Separate accounts holding the investment portfolios of a variable annuity are typically registered with the SEC under the Investment Company Act. Some group variable annuity contracts are exempt from that registration requirement. Group variable annuities that are sold exclusively to qualified retirement plans need not register. This exemption applies only to plans covering at least 25 employees in which the employees make no contribution to the purchase of the annuity. Variable group annuity contracts may be issued under other conditions, but they must be registered under the Investment Company Act.
While qualified retirement plans represent a large market for annuities, corporations can also use annuities to fund non-qualified retirement programs, such a deferred compensation plans.
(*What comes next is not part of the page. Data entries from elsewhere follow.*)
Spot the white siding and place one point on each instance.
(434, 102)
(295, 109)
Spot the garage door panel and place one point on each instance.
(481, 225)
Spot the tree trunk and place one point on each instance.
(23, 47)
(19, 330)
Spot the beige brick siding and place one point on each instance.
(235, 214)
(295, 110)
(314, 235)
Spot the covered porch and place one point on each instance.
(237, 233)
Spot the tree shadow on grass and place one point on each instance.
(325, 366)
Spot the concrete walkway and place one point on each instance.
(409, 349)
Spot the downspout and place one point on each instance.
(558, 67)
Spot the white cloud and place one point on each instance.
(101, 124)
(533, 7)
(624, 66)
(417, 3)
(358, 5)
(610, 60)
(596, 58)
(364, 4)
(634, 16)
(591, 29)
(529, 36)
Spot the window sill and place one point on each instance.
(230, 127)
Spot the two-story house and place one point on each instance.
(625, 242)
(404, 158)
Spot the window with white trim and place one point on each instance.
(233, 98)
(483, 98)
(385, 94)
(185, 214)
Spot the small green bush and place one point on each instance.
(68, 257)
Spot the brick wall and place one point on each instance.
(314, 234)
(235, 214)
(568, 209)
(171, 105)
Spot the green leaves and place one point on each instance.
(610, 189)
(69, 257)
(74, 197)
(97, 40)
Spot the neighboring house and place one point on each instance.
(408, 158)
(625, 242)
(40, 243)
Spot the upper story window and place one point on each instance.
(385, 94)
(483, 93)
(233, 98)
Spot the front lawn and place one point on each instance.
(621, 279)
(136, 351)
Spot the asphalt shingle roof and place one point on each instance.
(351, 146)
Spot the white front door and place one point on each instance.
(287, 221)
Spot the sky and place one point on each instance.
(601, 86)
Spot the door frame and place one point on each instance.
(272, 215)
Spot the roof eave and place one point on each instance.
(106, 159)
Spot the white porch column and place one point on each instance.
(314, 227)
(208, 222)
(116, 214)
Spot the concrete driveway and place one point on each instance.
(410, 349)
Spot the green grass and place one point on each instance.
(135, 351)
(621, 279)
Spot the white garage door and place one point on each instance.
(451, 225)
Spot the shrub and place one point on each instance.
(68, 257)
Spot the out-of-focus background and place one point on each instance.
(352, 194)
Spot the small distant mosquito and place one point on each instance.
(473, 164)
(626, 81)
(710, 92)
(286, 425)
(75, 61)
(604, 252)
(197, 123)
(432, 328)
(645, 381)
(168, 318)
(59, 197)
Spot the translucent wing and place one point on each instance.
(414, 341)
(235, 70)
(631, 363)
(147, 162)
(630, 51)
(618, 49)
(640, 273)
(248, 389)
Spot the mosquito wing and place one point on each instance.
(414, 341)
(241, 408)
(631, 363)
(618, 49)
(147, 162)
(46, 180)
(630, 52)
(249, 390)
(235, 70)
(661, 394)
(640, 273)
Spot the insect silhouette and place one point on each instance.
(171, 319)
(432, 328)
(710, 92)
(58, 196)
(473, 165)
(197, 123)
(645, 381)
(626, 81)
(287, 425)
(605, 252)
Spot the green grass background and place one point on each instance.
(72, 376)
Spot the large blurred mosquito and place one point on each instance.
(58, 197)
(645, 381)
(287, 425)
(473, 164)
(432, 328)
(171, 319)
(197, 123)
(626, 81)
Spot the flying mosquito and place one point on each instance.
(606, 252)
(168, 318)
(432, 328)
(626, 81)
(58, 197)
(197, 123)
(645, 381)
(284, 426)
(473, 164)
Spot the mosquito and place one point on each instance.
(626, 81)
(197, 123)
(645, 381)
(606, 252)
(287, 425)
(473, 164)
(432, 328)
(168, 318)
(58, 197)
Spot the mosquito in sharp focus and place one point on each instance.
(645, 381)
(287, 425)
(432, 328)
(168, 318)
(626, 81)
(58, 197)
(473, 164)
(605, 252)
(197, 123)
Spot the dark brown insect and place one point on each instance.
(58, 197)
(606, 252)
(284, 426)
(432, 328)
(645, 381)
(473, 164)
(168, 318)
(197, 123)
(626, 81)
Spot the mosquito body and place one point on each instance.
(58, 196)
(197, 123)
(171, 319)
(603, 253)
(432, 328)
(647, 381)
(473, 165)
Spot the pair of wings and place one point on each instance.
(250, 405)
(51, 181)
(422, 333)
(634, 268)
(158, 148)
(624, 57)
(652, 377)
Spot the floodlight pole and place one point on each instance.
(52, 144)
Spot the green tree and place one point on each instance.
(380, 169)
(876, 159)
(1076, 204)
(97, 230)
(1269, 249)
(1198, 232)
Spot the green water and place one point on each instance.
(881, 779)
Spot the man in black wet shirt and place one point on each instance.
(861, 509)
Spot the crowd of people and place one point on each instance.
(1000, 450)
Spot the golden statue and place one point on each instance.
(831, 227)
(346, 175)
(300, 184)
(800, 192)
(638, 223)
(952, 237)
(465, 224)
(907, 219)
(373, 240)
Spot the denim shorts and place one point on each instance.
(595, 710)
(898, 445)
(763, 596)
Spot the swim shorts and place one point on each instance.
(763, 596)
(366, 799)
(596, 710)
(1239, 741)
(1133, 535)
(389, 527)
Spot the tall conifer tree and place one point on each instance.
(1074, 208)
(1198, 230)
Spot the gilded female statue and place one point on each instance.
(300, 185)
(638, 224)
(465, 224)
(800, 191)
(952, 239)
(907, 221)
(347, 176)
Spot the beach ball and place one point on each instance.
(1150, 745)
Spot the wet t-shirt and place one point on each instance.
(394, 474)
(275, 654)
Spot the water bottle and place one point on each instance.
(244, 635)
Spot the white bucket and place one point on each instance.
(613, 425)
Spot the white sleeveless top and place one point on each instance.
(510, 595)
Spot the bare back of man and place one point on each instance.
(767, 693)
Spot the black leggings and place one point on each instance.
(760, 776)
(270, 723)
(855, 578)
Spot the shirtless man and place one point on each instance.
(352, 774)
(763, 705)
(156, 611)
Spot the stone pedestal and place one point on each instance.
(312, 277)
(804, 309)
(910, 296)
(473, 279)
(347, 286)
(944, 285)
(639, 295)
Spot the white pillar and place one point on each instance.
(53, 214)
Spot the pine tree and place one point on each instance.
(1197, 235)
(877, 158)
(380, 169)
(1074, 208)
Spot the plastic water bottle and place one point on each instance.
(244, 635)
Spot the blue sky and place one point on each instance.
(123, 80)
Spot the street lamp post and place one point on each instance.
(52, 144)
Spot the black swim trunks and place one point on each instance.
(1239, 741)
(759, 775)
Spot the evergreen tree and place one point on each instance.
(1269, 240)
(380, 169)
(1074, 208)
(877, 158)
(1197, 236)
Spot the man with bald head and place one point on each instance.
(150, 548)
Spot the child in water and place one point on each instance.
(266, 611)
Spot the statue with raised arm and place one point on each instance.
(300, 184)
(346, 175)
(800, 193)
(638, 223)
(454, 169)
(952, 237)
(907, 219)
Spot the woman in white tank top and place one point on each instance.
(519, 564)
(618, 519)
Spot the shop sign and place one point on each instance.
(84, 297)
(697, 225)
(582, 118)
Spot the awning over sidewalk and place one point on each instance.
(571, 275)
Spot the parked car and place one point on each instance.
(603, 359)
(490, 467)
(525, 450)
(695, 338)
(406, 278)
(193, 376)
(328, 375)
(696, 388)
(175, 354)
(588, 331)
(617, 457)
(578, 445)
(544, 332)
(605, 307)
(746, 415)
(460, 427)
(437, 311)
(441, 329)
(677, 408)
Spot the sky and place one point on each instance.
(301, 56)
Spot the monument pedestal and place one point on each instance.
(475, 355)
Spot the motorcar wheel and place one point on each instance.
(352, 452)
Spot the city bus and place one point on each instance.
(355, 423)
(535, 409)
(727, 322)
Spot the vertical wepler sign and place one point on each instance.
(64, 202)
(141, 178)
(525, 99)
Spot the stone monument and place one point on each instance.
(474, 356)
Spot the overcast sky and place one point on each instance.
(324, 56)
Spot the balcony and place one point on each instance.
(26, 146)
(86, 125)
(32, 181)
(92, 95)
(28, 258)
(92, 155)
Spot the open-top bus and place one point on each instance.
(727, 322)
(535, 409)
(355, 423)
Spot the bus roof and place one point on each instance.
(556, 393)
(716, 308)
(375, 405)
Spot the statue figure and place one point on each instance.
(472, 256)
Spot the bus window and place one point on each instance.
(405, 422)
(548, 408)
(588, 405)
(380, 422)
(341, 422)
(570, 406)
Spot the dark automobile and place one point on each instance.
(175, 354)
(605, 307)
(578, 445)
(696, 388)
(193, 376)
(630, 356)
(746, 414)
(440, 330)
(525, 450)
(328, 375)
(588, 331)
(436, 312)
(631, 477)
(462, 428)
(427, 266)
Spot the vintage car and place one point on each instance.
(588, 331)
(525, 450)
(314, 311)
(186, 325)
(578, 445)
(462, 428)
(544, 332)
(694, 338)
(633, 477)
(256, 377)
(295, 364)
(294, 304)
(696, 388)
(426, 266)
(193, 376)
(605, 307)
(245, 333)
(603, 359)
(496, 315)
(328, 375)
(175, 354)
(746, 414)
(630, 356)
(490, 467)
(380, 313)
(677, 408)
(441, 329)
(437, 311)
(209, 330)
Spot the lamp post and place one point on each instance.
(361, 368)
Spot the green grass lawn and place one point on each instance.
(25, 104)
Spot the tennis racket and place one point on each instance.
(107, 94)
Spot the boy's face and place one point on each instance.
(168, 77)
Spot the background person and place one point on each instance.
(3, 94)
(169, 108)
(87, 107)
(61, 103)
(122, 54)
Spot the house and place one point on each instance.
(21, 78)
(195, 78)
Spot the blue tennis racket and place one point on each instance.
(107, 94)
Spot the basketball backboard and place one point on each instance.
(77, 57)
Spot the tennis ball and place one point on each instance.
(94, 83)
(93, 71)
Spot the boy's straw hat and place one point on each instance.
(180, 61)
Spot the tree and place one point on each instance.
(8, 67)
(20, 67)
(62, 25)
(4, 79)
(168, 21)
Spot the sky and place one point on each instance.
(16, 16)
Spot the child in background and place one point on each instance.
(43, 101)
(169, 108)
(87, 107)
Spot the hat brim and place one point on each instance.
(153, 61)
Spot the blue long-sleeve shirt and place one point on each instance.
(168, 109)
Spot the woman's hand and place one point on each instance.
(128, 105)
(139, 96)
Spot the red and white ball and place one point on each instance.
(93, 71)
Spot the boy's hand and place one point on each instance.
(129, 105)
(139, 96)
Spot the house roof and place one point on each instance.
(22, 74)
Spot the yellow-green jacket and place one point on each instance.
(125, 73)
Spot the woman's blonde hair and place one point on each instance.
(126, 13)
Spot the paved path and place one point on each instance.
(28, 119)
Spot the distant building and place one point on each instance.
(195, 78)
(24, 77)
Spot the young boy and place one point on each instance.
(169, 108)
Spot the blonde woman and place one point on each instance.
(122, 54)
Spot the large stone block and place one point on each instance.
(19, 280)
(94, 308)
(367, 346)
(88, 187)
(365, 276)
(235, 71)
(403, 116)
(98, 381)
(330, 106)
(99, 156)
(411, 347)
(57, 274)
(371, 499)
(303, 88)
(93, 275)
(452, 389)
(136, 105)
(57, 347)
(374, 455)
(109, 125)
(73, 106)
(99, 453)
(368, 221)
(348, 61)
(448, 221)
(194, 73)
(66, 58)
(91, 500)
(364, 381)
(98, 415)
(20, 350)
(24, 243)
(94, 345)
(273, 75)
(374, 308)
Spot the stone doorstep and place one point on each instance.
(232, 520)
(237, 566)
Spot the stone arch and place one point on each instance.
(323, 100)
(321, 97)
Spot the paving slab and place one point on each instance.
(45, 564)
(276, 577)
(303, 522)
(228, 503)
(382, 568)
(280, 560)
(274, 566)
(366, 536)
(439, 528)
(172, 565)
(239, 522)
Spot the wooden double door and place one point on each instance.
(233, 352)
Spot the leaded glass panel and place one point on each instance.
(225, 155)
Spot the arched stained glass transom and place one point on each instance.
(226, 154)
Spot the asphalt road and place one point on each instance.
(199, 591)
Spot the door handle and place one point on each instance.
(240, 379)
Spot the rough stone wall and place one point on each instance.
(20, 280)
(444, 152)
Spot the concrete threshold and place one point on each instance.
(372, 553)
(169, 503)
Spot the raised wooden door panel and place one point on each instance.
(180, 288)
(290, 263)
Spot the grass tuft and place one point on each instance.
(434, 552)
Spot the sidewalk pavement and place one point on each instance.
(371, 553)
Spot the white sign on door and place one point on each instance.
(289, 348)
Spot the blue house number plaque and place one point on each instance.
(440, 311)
Non-qualified plans do not need to meet the broad participation standards of ERISA and can be targeted to a select group of “key” employees, instead. Non-qualified plans can be an inducement when hiring new personnel, or they can be used as “golden handcuffs” to retain employees who are critical to the company’s success. In a non-qualified deferred compensation plan, the employee will forgo some of his or her current, taxable compensation in return for a promise of greater retirement benefits. The idea is to defer paying taxes on today’s income and receive it in the future, presumably when the retiree is in a lower tax bracket. The employer can use the deferred compensation to purchase an annuity contract to fund and pay the promised retirement benefits.